When people ask me if the higher education bubble is bursting, I say no, it’s deflating.
Let me explain.
About 10 years ago, the talk was that the higher education bubble would burst because of the onset of the MOOC, or Massive Open Online Courses. That didn’t pan out.
Partly because of what people now openly admit — at least intellectually honest people — and that is you are not paying for the degree, you are paying for the four-year college experience.

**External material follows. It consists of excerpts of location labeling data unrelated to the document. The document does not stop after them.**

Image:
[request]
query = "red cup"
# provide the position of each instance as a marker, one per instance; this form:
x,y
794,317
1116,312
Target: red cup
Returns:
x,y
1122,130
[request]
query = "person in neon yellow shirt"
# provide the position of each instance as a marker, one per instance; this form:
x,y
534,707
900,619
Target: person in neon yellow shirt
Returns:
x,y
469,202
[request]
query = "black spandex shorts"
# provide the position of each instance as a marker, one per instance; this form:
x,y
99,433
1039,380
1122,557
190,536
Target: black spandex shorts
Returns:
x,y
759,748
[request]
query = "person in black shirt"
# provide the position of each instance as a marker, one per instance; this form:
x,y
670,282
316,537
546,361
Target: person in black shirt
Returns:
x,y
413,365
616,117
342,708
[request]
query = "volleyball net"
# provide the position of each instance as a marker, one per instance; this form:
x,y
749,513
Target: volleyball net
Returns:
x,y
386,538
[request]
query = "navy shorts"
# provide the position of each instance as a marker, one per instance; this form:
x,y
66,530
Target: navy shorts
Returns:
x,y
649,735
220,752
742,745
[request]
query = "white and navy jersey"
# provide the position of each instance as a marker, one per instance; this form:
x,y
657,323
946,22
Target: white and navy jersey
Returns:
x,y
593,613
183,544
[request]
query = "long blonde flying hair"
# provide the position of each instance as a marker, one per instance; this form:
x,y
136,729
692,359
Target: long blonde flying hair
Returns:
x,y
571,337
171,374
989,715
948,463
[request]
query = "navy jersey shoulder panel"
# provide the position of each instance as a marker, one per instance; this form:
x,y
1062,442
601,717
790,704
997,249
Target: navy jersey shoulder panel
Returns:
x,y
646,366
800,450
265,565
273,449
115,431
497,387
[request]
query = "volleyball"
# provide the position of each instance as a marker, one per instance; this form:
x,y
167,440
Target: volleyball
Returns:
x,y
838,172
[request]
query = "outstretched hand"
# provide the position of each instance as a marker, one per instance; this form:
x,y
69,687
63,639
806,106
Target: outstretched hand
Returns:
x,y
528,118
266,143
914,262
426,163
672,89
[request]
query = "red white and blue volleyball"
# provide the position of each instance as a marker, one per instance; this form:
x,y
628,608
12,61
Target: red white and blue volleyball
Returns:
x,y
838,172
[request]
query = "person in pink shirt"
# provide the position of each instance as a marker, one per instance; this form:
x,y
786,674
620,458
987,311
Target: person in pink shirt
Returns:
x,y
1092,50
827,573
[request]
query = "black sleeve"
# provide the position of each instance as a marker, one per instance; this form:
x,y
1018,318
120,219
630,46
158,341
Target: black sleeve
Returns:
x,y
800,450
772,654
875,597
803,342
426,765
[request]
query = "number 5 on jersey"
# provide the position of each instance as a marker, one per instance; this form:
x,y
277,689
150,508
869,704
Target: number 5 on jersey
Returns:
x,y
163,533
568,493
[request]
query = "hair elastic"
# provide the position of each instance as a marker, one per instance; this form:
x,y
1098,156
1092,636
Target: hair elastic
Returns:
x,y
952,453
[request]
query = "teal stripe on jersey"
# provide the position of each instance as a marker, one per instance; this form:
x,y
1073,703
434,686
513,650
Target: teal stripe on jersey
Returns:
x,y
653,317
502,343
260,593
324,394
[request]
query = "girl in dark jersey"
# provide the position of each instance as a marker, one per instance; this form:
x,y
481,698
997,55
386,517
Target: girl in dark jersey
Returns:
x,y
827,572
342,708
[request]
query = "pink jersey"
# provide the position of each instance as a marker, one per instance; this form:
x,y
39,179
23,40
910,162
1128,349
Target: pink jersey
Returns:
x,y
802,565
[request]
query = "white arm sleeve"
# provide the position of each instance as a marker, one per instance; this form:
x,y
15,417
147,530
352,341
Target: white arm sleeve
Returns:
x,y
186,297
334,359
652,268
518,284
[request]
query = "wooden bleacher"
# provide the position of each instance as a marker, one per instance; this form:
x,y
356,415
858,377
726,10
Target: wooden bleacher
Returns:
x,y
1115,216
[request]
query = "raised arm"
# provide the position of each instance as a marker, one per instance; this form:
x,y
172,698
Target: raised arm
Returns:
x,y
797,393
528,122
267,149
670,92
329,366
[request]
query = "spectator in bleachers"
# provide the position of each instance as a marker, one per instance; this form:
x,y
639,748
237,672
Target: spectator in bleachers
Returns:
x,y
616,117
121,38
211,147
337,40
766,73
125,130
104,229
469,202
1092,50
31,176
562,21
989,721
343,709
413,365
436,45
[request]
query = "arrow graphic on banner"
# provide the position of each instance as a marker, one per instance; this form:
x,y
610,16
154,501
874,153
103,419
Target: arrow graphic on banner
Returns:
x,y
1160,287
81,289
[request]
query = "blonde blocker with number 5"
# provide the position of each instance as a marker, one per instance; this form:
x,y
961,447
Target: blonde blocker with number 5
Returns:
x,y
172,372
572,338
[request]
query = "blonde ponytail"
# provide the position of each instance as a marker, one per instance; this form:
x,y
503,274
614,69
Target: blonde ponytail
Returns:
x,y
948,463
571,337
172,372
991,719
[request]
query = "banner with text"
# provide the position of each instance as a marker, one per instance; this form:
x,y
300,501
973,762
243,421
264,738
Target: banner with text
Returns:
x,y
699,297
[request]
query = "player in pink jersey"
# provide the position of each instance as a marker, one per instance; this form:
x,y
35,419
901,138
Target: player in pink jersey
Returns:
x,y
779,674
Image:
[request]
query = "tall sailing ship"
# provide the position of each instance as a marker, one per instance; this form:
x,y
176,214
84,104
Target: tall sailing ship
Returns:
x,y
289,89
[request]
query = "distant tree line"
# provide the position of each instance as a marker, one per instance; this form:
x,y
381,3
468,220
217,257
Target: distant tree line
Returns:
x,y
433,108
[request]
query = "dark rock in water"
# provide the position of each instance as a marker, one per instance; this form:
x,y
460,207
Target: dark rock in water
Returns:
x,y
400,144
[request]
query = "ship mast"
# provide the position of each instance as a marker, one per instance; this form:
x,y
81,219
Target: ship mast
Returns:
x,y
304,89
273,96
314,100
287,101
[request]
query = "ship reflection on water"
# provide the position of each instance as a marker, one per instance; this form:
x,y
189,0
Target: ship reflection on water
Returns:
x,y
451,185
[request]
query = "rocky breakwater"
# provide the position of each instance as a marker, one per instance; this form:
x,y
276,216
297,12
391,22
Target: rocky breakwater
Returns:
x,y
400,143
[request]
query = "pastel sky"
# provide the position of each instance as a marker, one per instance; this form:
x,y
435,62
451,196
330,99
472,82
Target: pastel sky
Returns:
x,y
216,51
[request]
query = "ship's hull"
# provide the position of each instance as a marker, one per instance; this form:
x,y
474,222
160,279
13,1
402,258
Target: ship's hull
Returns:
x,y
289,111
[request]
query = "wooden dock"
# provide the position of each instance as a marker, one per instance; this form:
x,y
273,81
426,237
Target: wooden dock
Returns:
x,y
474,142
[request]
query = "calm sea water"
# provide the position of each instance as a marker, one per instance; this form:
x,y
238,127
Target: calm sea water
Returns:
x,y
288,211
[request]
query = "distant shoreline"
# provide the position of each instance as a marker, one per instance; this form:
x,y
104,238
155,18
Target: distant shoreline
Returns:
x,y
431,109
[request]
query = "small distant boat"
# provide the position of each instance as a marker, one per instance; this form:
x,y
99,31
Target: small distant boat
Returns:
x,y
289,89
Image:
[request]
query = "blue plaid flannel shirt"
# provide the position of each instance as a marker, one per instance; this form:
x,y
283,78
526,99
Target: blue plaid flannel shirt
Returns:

The cost of the college experience continues to soar beyond the rate of inflation or the return on investment, but far too many people are willing to pay it because it’s basically a rite of passage in America.
Add that with the Sports Industrial Complex, and it’s a structure too strong to completely fall apart. And no one is saying it should, entirely.
But the kindergarten-through-college mantra, the one beaten into students’ and parents’ heads that the only successful pathway in life is enrolling in a four-year college right out of high school, is absolutely crumbling.
I liken the higher ed bubble to a balloon that’s deflating, the air is slowly leaking out. Universities have lost a lot of swagger and sway.
There are many reasons for that: heck, Mike Rowe is a one-man army when it comes to raising awareness of the value and benefit of blue collar jobs, for example.
Tech, coding and other IT pathways are blazing new and unlimited trails of opportunity.
The COVID crisis also allowed us to realize online education is feasible, cheaper and easier — so why pay full price?
This country has experienced a tipping point in which far more Americans are aware of higher education’s problems than ever before.
Axios, for example, had a piece headlined “Higher education’s sea change” on Dec. 11.
As enrollment trends downward, bigtime, the number of colleges that close down continues to grow, and colleges “are responding to dropping enrollment by introducing hybrid and online learning options. And universities are trying to lower hurdles to admission during the pandemic by scrapping standardized testing requirements.”
What the mainstream media won’t admit is that higher education’s overwhelming embrace of critical race theory and diversity, equity and inclusion has been an utter disaster for public relations; fewer people are willing to put up with it, let alone pay for it.
All this adds up to a paradigm shift in America on higher education. We’re here for it.